Twentieth-century philosophy of science, certainly since the decline of logical empiricism, was dominated by various flavours of a metaphysical position called realism. The basic supposition of realism is that there exist theory-independent facts about the macroscopic organisation of the physical world, and that these facts determine whether a given successful theory is really true, or "merely" capable of accounting for all the empirical data one could, in principle, obtain. A realist might, for example, claim that there is an objective fact about exactly how many hairs there are on my head, and that this fact exists independently of - is ontologically prior to - any particular theory of what hairs are, or indeed what heads are, or what it is for a hair to be attached to a head. Some such commitment to an objective, theory-independent, "natural kind" ontology - what Nelson Goodman famously called a "ready-made world" - is the cornerstone of any realist world-view.

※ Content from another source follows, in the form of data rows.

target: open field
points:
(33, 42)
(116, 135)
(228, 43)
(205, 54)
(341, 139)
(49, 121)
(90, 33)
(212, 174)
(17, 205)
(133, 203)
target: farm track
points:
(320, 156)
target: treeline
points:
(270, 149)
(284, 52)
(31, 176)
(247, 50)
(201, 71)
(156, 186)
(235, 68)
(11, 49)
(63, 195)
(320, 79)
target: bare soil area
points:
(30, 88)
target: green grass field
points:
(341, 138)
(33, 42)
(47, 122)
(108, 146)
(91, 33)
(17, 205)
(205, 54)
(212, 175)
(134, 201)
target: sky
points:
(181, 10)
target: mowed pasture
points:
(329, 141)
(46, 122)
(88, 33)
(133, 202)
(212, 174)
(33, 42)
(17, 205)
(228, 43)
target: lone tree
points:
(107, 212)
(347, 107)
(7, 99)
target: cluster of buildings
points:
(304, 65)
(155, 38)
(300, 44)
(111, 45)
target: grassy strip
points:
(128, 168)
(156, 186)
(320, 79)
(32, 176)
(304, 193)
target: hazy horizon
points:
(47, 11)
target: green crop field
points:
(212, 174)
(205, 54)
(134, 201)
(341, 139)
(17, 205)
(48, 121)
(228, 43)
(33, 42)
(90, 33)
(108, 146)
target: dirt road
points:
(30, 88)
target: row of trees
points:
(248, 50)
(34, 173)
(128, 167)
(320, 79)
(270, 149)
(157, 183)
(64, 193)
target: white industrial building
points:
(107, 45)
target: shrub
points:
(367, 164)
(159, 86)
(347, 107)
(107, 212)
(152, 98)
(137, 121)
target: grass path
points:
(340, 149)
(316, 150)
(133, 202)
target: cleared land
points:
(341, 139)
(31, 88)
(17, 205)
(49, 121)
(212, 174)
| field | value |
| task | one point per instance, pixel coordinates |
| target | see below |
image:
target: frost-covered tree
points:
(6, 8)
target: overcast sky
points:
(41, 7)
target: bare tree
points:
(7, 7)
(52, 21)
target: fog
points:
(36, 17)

What's wrong with the realist picture is that there is something smelly about the idea of a fact which is in principle beyond the reach of empirical science. Scientific theories typically "parse" low-level ontologies into higher-level ontologies; these macro-ontologies are really nothing more than patterns swirling in the low-level structure, and the "truth", or otherwise, of such theories is, in scientific terms, fully exhausted by the empirical success of that theory. From science's point of view, "molecules" are just patterns in the quantum-mechanical substrate (or whatever) which satisfy a certain behavioural or structural description, and the extent to which the theory of molecules is more (or less) objectively true than any other theory is just the extent to which that theory successfully (or unsuccessfully) systematises the phenomena. There are no further scientific facts - no "trans-empirical" facts - which determine which theory is "the one true theory".

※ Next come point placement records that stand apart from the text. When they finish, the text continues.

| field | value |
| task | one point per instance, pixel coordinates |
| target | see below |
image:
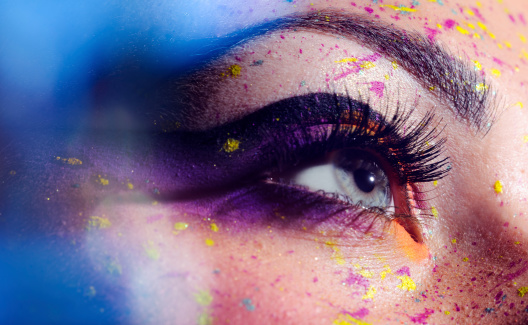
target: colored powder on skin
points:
(231, 145)
(247, 303)
(344, 319)
(154, 218)
(151, 251)
(497, 187)
(204, 319)
(400, 8)
(406, 283)
(369, 294)
(450, 23)
(422, 317)
(209, 242)
(346, 60)
(462, 30)
(384, 273)
(434, 211)
(496, 72)
(522, 291)
(355, 279)
(377, 87)
(98, 223)
(203, 298)
(416, 252)
(404, 271)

I can't hope to have done justice to this topic in that one paragraph, even if I knew enough about the subject to give it proper treatment (and I don't). But my aim here is only to concede to Kiczales and Smith what I think is fair concession: that any plausible alternative to realism must be pluralistic. It must allow for there to be multiple descriptions of the same natural system - perhaps with radically differing ontologies - without imposing the requirement that at most one of them is "correct". A theory of quantum gravity, if we ever find one, will not reveal General Relativity to have been "false" - but mysteriously successful - all along. It will just be a better theory.

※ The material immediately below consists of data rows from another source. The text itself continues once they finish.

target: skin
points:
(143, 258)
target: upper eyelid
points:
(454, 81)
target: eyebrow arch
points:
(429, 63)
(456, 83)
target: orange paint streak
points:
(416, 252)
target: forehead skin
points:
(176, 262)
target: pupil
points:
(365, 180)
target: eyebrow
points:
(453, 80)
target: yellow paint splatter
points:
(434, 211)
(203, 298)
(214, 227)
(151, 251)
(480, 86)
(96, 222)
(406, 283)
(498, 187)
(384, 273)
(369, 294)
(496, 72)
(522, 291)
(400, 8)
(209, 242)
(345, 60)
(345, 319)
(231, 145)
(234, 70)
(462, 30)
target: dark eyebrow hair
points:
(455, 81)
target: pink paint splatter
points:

So let us grant the point that realism is a metaphysical red herring. And I think we can also agree that the analogy with what's wrong with our traditional conception of software is compelling. We tend to think of there as being a unique objective fact about what a piece of sofware "does" - a unique theory of its behaviour. Our awareness of the existence of some underlying source code tends to fuel this intuition. But really we need to be much more pluralistic, and accept that what a piece of software "does" inescapably depends on your point of view. A security engineer might have a completely different view of a system than an end user. Each end user probably has a different view than other users, in as much as she can't see what other users are doing. Reports or audits produced for management are really nothing more than abstractions of how the system behaves. Even a bug-fix, without too much of a stretch of the imagination, is just a view of an erroneous program that applies a correcting delta to its behaviour. And many of these views and perspectives aren't just design-time artifacts, but are live perspectives on a running program. This pluralistic way of thinking about software is even more dynamic and fluid than fluid AOP: let's call it superfluid AOP.

An exciting possibility, then, is that fixing our philosophy of the natural world and learning how to think properly about software might end up dovetailing rather nicely. God's not a mathematician, he's a programmer, right?

Deconvolve this

So far so good. But where Kiczales' talk goes awry is in its leap from pluralism, to the ushering in of a new era of "formality-free computing". In this fluffy new future, we will sit around engaging in social negotiation and situated action, interactions which will somehow manage not to be "formal all the way down". Unfortunately, these are just Smith's bad memes at play. I guess I can see how the kind of pluralism just discussed might be innocently mistaken for post-modernism of the sort offered by Smith in his cryptic book, but it's a serious mistake. All I know is that if there is a place for post-modernist, lit-crit, social constructivist thinking in the modern world, it's nowhere near the field of computing.

The following excerpt from the Amazon "review" of Smith's book (presumably written by his publisher) captures the sickly flavour of Smith's vision:
Critics of programming practice have compared it to alchemy and Smith recalls the characterisation of Newton as the last of the magicians. Is this a pre-Newtonian phase, lacking "Laws", awaiting the differential calculus? Another position is suggested:

"... that we are post-Newtonian, in the sense of being inappropriately wedded to a particular reductionist form of scientism, inapplicable to so rich an intentional phenomenon. Another generation of scientists may be the last thing we need. Maybe, instead, we need a new generation of magicians". [p362]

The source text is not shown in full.